Não sei se o senhor Tavares teve tempo para ler sobre a história das baterias elétricas. Se sim, deverá saber que começaram há mais de cem anos, e as baterias nessa altura eram de chumbo e cobre, com autonomias a rondar os oitenta quilómetros. Parece pouco, mas era mais do que suficiente para as deslocações urbanas, que era onde se concentravam a maioria dos automóveis. O que fez ganhar os motores a combustão foi Henry Ford, com o seu modelo T (ironicamente, a sua mulher tinha um... Detroit Electric) que era barato e desenvolveu um motor a combustão e um depósito de combustível capaz de fazer com que os carros fossem de uma cidade a outra sem se reabastecerem. 

Agora, depois de oitenta anos sem qualquer pesquisa de vulto nas baterias elétricas, e depois de vinte anos a pesquisar forte e feio nestas tecnologias, e milhares de milhões de euros gastos, andamos com baterias compostas de lítio e cobalto, e no futuro, começam-se a desenvolver baterias de prata e zinco, para aumentar a capacidade e claro, percorrer mais distâncias com uma só carga. Como os carros a combustão, quase cem anos antes...

Ontem eu fui a um workshop sobre mobilidade elétrica na Escola Superior de Tecnologia e Gestão e fiz uma pergunta sobre as dúvidas levantadas por ele em Frankfurt. E entre os convidados estavam um secretário de estado, docentes, a diretora do CEIIA, que trata da mobilidade nas cidades em Portugal, um representante da Toyota na área dos híbridos e hidrogénio. Depois de os ouvir, quando chegou à parte das perguntas e respostas, perguntei sobre as declarações do Carlos Tavares e lhes perguntei sobre que resposta poderão dar aos céticos. O que eles me responderam que foi que, apesar das dúvidas serem bem fundamentadas, não há ali nada que não seja resolvido. 

Ao contrário dos "guerreiros do teclado" que adoram arrotar "sou contra porque sou contra", eu fui ouvir, fazer perguntas, e obtive respostas. E ainda havia na assistência um ex-aluno que agora trabalha na Jaguar, que como sabem, irá fazer quatro novos modelos elétricos no futuro e converterá, caso queiram, os modelos antigos, incluindo o mítico E-Type. 

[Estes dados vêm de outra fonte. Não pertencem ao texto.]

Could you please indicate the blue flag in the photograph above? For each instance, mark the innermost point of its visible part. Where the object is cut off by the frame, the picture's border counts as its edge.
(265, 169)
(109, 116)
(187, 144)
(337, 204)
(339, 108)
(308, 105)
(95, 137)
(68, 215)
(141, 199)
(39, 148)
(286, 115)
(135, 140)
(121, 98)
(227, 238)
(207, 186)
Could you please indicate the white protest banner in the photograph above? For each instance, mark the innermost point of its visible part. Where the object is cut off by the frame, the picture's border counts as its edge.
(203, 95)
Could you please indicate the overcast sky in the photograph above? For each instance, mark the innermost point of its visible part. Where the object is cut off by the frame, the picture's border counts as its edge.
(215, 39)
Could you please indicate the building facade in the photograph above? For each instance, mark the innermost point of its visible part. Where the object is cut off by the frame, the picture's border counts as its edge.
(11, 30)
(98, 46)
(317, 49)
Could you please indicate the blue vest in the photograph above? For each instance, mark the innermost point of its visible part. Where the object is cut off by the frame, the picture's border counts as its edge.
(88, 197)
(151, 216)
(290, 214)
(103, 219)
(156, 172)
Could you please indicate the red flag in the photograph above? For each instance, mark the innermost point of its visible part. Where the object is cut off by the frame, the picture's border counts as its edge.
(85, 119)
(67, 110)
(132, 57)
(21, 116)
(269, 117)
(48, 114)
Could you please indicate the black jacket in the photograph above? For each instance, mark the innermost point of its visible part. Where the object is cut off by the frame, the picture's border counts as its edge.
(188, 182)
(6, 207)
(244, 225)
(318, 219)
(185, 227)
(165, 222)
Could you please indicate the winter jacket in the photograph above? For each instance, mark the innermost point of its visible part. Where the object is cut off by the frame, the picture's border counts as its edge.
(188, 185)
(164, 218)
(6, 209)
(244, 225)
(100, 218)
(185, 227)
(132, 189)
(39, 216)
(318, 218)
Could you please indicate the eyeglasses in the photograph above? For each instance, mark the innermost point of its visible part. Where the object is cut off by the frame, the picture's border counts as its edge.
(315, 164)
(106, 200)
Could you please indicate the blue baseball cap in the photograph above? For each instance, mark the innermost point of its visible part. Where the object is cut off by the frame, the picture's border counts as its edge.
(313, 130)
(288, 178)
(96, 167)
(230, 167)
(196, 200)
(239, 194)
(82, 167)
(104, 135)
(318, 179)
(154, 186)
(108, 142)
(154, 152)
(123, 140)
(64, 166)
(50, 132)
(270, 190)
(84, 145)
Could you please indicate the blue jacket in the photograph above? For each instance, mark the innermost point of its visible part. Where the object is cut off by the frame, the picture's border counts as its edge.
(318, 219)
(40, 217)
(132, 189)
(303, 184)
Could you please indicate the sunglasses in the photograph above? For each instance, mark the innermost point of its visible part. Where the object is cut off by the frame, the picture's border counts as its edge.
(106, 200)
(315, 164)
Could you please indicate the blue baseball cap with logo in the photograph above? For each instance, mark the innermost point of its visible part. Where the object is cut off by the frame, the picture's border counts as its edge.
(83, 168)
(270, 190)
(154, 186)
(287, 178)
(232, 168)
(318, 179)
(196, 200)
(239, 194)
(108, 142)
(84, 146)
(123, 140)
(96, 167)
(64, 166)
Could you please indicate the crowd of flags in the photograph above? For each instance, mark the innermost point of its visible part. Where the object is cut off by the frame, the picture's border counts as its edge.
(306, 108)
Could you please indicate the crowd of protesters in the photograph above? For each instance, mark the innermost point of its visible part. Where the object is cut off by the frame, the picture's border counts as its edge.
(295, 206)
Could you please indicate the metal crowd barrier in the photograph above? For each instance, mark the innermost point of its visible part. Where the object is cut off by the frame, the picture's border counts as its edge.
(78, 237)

Como disse: pesquiso, pergunto, oiço e converso. E de tudo o que ando a ouvir, há duas coisas que fixei na memória: que o investimento neste tipo de tecnologia é muito séria, com muita gente e muito dinheiro envolvido, que se pesquisam muitos campos, e que todos os problemas levantados têm solução. Mas também sei que há um "big picture". Já vos disse sobre a mobilidade nas cidades, sobre os carros autónomos. Sei perfeitamente que não haverá 1,2 mil milhões de carros elétricos em 2040, por exemplo, por vários motivos. Primeiro, porque haverão outros tipos de carros (híbridos e hidrogénio, ente outros) e também porque as soluções de mobilidade, como o "car-sharing" irão fazer com que as nossas necessidades de ter um carro, como se estivesse na nossa posse, diminuírem bastante. Não ficaria admirado se o número de carros a circular nessa altura diminuir bastante... 

Não sei o que os outros andam a fazer a mesma coisa do que eu, mas dos céticos, também há uma coisa que fixei: que quase todos os seus argumentos são demasiadamente vagos, e que muita da informação que eles andam a divulgar para justificar o seu ceticismo tem como base muita desinformação, e até "fake news". E para mim é um sinal de alarme, porque muitas das vezes são pessoas que acreditam em teorias da conspiração. Os tais que meteram aquele "Agente Laranja" na Casa Branca, por exemplo. 

Logo, temos de ter cuidado numa coisa. O outro lado declarou guerra e este campo está a virar uma batalha politica. E não chega mostrar coisas e acreditar na Ciência e Tecnologia para funcionar. O outro lado, se for preciso, também dirá que é anti-Ciência e anti-Tecnologia. Neste campo, se eles querem ganhar, não bastam os cientistas, também precisamos de politicos e de pregadores, porque o outro lado não se renderá tão cedo.